Earlier this summer, Comcast began offering a new internet service in the greater Chicago area that offers fiberoptic-like speeds but over existing cable lines. Right away, there were questions about the price: In other markets where Comcast sold this service, the rate was only $70/month for people willing to sign a three-year contract, but Chicagoans weren’t initially being offered this discount. Then the company appeared to change its mind, offering that lower rate, though even then there was confusion. Now it looks like that discounted rate is off the table for the handful of Chicago-area cities where it had been an option.

This is according to Ars Technica, which reports that the Chicago-area cities where the $70 rate had been available — including Arlington Heights, Naperville, Plainfield, Waukegan, Tinley Park, Batavia, and Bloomington, plus South Bend across the border in Indiana — now only have the option of paying $140/month for the service.

Customers in these cities who were able to get the lower rate are still locked into it, but new subscribers are not.

Ars notes that the $70 rate is, at least for now, still currently available in certain Chicago neighborhoods.

We’ve asked Comcast to explain the change of heart but have yet to hear back.
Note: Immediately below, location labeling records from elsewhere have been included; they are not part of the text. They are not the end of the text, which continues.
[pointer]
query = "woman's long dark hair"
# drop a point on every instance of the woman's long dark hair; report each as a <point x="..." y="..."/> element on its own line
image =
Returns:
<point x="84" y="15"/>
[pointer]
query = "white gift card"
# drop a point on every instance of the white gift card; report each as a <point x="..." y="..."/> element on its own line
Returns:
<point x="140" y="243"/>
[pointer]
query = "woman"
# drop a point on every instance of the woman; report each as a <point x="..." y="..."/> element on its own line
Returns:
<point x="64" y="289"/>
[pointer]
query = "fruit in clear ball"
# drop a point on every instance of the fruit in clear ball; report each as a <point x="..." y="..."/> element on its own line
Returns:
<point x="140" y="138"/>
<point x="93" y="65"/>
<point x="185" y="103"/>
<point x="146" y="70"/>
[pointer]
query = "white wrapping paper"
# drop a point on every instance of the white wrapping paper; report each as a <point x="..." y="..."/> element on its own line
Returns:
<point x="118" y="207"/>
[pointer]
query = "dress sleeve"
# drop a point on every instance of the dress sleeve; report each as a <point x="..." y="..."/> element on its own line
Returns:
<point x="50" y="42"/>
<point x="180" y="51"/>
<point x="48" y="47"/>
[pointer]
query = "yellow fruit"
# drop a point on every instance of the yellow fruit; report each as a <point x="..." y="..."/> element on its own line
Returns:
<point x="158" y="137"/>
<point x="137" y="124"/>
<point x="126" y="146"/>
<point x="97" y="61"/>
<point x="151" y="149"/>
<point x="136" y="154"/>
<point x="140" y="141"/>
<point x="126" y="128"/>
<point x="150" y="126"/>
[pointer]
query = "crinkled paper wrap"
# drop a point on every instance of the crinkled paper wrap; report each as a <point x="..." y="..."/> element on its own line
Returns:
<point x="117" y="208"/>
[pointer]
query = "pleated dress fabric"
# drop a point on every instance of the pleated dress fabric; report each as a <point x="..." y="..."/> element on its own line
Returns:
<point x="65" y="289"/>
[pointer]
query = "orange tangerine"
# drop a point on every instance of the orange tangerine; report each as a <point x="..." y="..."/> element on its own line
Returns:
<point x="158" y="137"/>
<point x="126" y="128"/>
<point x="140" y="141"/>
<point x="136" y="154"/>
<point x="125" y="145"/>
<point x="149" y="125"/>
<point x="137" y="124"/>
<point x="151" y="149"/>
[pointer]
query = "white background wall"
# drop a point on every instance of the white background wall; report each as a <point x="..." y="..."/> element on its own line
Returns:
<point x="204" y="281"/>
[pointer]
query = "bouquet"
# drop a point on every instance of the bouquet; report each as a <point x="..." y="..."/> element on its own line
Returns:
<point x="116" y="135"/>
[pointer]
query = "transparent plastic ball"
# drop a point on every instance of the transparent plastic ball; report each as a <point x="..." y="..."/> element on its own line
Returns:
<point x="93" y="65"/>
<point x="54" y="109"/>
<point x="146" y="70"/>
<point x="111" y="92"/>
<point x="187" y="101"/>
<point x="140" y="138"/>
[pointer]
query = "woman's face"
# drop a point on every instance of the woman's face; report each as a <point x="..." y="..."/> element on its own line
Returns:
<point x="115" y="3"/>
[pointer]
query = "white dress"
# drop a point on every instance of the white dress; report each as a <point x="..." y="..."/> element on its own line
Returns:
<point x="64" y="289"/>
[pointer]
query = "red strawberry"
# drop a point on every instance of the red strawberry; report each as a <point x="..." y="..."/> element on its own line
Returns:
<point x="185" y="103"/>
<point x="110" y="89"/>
Comcast’s explanation to Ars Technica — that this was merely a test promotion that has come to an end — meshes with the company told us back in August, when we first why the full Chicago area was not getting the $70 option. At the time, a rep for Comcast would only say that this was a new technology and the company was testing different pricing models as it rolled the new service out to different markets.

We were not the only ones to point out that in Atlanta and Nashville, the two markets that received the upgrade before Chicago, there is (or soon will be) reasonably affordable competition for high-speed data from AT&T and Google Fiber, and that the going rate for that fiberoptic service in those markets is $70.
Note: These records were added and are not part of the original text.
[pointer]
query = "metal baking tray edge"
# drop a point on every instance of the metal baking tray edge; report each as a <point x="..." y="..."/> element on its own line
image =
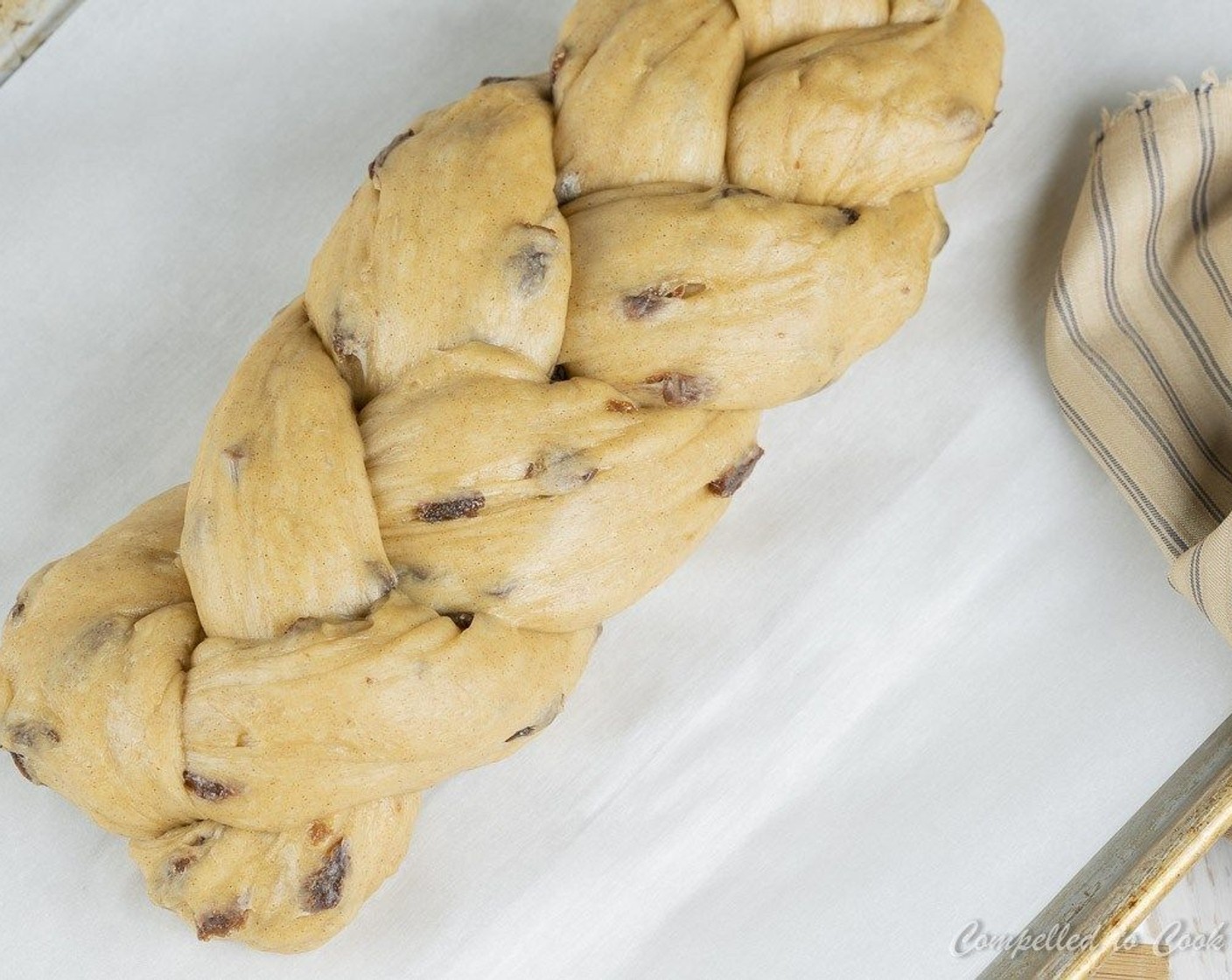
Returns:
<point x="1110" y="898"/>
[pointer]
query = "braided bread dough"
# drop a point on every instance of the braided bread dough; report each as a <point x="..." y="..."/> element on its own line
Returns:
<point x="522" y="383"/>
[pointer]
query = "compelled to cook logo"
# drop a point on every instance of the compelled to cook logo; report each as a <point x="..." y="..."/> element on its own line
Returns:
<point x="1177" y="937"/>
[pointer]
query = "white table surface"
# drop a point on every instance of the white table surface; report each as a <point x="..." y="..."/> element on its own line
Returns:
<point x="924" y="668"/>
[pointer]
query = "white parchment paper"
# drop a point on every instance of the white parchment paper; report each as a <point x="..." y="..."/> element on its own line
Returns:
<point x="926" y="667"/>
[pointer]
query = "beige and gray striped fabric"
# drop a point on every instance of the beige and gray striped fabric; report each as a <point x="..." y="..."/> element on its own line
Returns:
<point x="1140" y="327"/>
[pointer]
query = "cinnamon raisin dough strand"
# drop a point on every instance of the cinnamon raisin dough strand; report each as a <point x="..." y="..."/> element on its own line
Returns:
<point x="522" y="386"/>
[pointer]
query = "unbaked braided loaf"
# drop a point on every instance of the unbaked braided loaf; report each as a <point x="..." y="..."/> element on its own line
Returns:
<point x="522" y="386"/>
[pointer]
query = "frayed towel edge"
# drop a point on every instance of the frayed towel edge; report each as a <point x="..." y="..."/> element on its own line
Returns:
<point x="1174" y="89"/>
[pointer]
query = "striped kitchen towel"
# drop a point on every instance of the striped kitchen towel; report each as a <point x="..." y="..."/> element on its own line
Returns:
<point x="1140" y="327"/>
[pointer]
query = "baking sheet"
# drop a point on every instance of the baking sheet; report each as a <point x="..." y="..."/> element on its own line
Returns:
<point x="920" y="675"/>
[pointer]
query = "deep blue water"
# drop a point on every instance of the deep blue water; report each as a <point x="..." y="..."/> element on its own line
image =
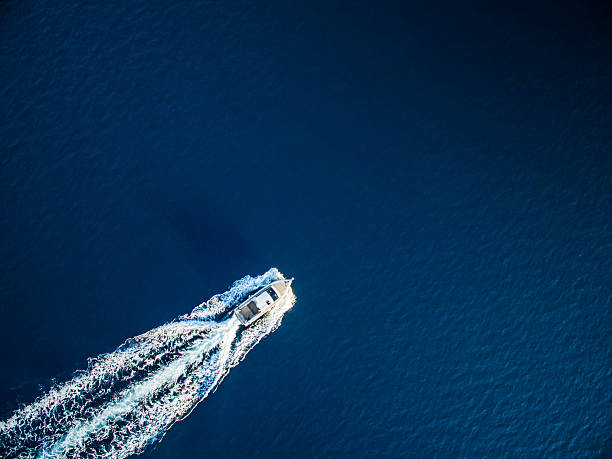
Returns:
<point x="437" y="178"/>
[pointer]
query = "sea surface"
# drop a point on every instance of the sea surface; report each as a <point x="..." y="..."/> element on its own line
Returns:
<point x="437" y="178"/>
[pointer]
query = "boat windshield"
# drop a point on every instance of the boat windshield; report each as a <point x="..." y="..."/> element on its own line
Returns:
<point x="272" y="293"/>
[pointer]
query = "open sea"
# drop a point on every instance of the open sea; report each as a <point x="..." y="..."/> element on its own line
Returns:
<point x="436" y="176"/>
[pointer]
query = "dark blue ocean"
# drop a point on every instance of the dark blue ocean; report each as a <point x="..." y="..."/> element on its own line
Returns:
<point x="437" y="178"/>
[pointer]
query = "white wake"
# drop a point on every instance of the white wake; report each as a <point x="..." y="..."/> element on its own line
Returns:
<point x="129" y="398"/>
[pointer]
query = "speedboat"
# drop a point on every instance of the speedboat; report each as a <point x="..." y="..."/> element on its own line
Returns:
<point x="261" y="301"/>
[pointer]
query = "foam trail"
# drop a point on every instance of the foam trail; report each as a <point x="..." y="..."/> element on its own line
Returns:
<point x="129" y="398"/>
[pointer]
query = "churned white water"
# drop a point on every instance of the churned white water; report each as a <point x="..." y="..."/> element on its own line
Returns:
<point x="129" y="398"/>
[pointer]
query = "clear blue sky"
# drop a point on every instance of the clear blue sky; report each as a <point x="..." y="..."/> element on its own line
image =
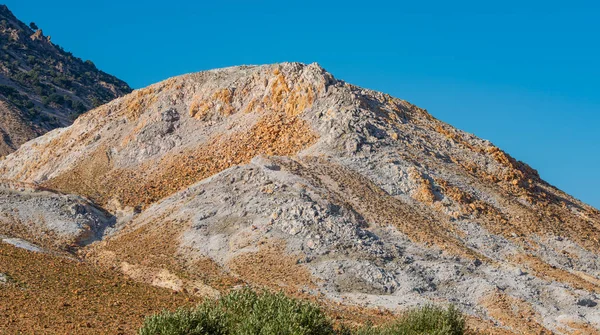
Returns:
<point x="523" y="74"/>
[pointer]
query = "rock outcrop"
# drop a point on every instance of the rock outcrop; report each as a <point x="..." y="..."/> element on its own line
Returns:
<point x="283" y="176"/>
<point x="43" y="87"/>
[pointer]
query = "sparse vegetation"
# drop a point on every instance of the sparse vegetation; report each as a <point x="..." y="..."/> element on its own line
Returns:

Chicago is still only listed as a “Potential” market for Google, and now that the internet giant has paused many of its Fiber expansion plans, it seems less likely that the Chicago area will join the Fiber family in the near future.

The new service being rolled out in Chicago and these other markets uses the DOCSIS 3.1 standard, which allows cable internet providers like Comcast to send data at speeds comparable — in some cases faster — than current fiberoptic networks, but without having to build out an entirely new network. For the consumer, the only change needed is usually a new modem that is compatible with DOCSIS 3.1.

This is why, even at $140/month, the Comcast gigabit cable internet is less expensive than the company’s relatively new Gigabit Pro fiberoptic offering. While that service can provide speeds that are up to twice as fast as the DOCSIS 3.1 connections, it comes at more than twice the cost: $300/month plus potentially $1,000 for installation and activation.